After my last post I realized that I possibly could have kicked against some legs, which is not my intention at all. A small apology could be in order.

Quote
but I do not get how a comparison between the Floyd and Softs works,

I wasn't really comparing them, but since you brought up Barett you can just as well try to find the recordings from PF from before they produced some real stuff. This was not really different from Progressive Rock as such, but it added the mystic of Phychedelia.

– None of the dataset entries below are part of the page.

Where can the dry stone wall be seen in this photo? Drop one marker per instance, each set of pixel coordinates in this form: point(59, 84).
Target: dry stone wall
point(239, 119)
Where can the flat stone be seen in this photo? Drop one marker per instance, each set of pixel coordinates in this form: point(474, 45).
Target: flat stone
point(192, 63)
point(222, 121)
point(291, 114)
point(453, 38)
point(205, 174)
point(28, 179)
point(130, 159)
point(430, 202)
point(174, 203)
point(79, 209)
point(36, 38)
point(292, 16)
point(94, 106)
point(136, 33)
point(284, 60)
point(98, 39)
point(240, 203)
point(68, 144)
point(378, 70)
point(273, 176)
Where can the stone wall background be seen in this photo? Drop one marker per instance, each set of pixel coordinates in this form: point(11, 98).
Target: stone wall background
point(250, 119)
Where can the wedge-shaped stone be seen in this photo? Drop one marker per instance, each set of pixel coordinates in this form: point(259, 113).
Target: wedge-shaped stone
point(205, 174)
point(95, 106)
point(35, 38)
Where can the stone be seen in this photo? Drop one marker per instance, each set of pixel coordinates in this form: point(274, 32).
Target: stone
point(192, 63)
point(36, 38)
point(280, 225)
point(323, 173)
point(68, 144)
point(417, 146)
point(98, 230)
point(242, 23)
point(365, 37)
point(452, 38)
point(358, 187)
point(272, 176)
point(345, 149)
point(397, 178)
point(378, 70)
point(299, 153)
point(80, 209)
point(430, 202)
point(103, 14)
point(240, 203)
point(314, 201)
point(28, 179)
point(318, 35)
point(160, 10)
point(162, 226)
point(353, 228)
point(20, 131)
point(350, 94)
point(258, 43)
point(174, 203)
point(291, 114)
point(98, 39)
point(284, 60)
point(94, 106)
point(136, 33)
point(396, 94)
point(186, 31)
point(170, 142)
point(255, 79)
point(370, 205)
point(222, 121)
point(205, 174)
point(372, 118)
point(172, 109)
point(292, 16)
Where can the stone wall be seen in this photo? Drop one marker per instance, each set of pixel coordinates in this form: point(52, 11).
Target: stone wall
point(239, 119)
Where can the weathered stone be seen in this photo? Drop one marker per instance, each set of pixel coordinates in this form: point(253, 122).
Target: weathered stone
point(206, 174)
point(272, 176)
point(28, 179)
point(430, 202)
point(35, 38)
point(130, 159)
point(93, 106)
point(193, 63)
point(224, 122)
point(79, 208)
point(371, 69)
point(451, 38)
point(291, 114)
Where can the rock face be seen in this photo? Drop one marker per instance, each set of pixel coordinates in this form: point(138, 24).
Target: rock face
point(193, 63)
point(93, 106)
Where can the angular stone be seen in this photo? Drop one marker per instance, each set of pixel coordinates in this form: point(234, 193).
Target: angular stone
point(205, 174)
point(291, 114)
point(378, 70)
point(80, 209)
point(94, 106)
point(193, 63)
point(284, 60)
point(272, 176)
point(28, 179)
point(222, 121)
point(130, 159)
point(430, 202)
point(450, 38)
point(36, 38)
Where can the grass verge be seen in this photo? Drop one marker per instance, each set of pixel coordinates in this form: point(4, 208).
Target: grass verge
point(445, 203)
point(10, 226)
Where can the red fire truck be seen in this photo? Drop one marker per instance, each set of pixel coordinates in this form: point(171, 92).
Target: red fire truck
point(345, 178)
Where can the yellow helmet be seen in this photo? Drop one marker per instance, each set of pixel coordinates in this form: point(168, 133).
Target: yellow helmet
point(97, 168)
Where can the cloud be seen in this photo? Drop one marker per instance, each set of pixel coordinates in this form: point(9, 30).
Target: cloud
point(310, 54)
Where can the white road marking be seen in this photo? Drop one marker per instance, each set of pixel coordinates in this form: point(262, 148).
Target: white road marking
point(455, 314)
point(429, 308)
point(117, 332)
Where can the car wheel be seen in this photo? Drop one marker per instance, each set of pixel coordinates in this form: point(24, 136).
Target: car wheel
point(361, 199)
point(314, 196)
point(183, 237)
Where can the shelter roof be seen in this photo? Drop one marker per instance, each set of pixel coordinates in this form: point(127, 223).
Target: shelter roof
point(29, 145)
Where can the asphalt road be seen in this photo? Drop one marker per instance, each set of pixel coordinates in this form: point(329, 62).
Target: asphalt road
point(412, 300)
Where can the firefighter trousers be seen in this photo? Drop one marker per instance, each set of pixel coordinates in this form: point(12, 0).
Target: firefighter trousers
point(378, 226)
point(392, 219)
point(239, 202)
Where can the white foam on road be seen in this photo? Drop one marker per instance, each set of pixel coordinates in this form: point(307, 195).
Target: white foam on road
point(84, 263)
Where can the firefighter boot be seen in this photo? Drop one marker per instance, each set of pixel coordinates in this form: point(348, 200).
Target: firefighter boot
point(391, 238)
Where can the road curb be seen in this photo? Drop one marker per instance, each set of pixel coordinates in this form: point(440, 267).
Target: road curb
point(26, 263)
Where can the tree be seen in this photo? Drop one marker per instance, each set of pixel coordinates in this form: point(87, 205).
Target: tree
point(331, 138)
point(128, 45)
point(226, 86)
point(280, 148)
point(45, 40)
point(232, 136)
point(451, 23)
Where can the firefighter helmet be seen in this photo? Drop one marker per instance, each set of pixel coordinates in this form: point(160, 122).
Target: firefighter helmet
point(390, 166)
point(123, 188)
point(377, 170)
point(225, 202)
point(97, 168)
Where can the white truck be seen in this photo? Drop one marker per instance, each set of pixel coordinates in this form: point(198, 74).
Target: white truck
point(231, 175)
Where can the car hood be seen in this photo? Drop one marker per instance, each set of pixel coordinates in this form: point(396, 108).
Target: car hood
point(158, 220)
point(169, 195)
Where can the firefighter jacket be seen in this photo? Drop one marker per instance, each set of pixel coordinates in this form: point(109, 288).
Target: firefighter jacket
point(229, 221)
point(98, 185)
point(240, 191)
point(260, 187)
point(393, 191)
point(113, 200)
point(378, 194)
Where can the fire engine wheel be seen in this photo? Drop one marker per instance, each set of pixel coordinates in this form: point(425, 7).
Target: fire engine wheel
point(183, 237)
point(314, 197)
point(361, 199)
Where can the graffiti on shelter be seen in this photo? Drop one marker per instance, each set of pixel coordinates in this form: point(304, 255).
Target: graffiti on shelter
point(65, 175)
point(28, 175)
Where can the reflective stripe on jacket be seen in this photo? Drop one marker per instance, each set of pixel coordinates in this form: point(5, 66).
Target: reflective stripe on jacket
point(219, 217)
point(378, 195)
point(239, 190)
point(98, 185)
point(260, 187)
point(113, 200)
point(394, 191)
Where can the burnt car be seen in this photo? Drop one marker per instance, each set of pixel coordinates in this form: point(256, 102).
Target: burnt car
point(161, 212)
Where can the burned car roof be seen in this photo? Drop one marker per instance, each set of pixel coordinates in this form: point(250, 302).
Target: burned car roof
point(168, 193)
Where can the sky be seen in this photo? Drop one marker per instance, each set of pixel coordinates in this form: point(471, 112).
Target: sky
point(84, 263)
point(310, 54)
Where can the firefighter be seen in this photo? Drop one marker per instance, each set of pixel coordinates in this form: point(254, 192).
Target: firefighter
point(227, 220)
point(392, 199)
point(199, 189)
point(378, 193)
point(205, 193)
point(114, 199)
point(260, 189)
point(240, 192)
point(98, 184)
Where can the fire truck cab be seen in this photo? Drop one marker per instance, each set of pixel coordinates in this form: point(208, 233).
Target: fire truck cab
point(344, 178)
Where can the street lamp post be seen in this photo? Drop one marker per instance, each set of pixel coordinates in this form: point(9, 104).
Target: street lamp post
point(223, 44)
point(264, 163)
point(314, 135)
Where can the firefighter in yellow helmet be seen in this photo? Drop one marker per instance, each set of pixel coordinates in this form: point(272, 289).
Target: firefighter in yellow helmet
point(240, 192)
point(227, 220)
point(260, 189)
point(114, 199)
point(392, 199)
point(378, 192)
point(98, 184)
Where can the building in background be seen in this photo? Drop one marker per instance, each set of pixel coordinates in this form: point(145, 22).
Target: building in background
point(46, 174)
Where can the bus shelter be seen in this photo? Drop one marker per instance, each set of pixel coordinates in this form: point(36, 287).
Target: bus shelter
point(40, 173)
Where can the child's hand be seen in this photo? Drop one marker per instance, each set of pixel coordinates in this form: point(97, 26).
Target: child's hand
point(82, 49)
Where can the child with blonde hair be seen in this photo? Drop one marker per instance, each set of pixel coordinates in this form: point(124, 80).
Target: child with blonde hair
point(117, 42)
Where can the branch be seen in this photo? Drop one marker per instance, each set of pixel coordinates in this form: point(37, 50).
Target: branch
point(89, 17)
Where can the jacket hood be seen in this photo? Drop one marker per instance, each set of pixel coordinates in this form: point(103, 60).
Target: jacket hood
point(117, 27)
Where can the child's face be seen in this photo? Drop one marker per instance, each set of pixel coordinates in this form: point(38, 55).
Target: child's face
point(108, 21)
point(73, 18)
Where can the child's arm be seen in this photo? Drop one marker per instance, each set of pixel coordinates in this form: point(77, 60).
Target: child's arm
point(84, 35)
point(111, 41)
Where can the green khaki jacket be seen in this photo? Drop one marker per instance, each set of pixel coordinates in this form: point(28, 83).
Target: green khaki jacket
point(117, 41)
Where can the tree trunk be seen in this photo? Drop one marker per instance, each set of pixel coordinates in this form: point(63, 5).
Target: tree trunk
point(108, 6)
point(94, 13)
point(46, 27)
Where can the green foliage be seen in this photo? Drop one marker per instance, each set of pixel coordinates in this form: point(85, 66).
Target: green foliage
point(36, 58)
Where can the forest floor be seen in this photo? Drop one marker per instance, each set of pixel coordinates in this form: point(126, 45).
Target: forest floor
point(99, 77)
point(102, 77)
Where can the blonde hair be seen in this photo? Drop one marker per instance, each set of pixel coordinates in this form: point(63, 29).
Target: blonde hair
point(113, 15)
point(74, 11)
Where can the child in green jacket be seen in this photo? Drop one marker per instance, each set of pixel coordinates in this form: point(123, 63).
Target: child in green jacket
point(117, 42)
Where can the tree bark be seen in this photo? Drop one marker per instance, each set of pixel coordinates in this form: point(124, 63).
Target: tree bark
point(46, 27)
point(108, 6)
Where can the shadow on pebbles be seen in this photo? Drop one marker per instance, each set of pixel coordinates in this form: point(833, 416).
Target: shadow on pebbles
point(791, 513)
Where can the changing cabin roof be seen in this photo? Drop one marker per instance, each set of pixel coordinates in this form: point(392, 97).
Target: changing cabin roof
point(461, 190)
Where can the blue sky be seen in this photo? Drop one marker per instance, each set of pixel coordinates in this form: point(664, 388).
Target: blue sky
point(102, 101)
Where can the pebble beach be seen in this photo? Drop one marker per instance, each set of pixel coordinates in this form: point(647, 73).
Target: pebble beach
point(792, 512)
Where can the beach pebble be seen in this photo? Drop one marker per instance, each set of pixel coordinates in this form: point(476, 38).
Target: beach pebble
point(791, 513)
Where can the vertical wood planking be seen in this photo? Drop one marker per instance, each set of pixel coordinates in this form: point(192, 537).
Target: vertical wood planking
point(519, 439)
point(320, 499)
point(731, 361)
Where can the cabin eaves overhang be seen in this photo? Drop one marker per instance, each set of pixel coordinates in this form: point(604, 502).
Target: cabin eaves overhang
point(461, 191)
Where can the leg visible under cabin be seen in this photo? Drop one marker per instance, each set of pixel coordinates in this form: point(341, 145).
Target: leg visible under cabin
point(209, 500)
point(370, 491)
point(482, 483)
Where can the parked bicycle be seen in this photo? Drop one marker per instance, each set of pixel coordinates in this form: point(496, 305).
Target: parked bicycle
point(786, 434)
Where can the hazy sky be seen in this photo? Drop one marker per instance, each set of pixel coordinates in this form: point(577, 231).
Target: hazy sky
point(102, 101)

OK, I am talking from my *ss because I am trying to do this in aftermath, while I sure was there at the time. One small note : you *are* a few years older than me, which can just make the difference. I stem from In-a-gadda-da-vida at the age of 11 and my first bought album "Black Sabbath" at the same age, playing that on my self-made turn table through my also self made stereo composed of old lamp radios. King Crimson was the only Progressive Rock as such of which I had the idea that I found that myself as the only person looking at all around me (same with mentioned Supertramp), but the era was Rock like Grand Funk Railroad for the hot stuff, or Deep Purple for some less.
It can well be that the Soft Machines of those times just did not make it over to Holland because there was too much flower power else, including Hendrix and even Cocker. Or Rare Earth.
One problem with this all : at each and every party it was me who took care of the music so it was me who spread mentioned music. This contained no Beatles and no Stones. A lot of Child in Time though.

haha

Peter


Title: Re: Soft Machine Legacy
Post by: PeterSt on November 28, 2016, 08:04:46 pm
I am listening to the Tom Robinson Band (referred to by Alain), and this comes to mind :
The music from my younger years had to be "danceable" - normal or "slow". If it did not suffice for that it was out of the vocabulary. Now, you might say that Tom Robinson Band is not that, but if you think that, try it. Same with many other "rock" (up to hard rock), just see you hairs swing, even if you don't have them any more. And if not that, easily think of "I talk to The Wind". And when bored with that revert to Child in Time again and be bored with that. I was never bored with it as long as the girl did not run out. :)

So for me it was something like that which formed me back then.

Peter


Title: Re: Soft Machine Legacy
Post by: Scroobius on November 28, 2016, 08:09:31 pm
Quote
After my last post I realized that I possibly could have kicked against some legs

No not at all, its great to see discussion about music after all that's what this forum is really all about.